A systematic review of dalbavancin efficacy as a sequential therapy for infective endocarditis
- PMID: 39325353
- PMCID: PMC11825564
- DOI: 10.1007/s15010-024-02393-9
A systematic review of dalbavancin efficacy as a sequential therapy for infective endocarditis
Abstract
Introduction: Dalbavancin is an antibiotic characterized by an extended half-life and efficacy against methicillin-resistant Staphylococci. Currently, there are only narrative reviews summarizing the evidence about the use of dalbavancin for infective endocarditis (IE), many of which are focused primarily on its use as consolidation therapy. For this reason, we conducted a systematic review to describe the clinical efficacy and the safety of dalbavancin in IE treatment.
Methods: We searched for available evidence using the MEDLINE (PubMed), Embase, Scopus, Cochrane Library and Web of Science libraries, with no restrictions regarding the publication year. The risk of bias was performed using the Cochrane ROBINS-I tool for the comparative studies and the Newcastle-Ottawa Scale for descriptive studies.
Results: Nine studies were included. All of them were observational. Native valve endocarditis was the most common kind of IE found in the studies' populations (128/263, 48.7%), followed by prosthetic valve endocarditis, and cardiovascular implantable electronic device-related endocarditis. Coagulase-negative Staphylococci were the most common pathogens isolated (83/269, 30.1%), followed by S. aureus, Enterococci spp and Streptococci spp. Five out of nine studies documented a clinical failure rate of less than 10%. Dalbavancin showed a favourable safety profile. Dalbavancin appears to be a promising option for the consolidation therapy of IE. However, further studies comparing dalbavancin with standard of care are needed.
Prospero registration number: CRD42023430032.

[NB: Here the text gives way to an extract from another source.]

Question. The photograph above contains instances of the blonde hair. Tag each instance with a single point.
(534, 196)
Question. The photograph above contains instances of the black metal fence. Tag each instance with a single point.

Keywords: Dalbavancin; Gram-positive; Infective endocarditis; Long acting antibiotics; Sequential therapy.
© 2024. The Author(s).
Conflict of interest statement
Declarations. Competing interests: JPH has participated in educational programs organized by MSD, Pfizer, Menarini and Angelini, and in advisory boards organized by Advanz Pharma, Tillots, and GILEAD. The other authors declare no conflict of interest.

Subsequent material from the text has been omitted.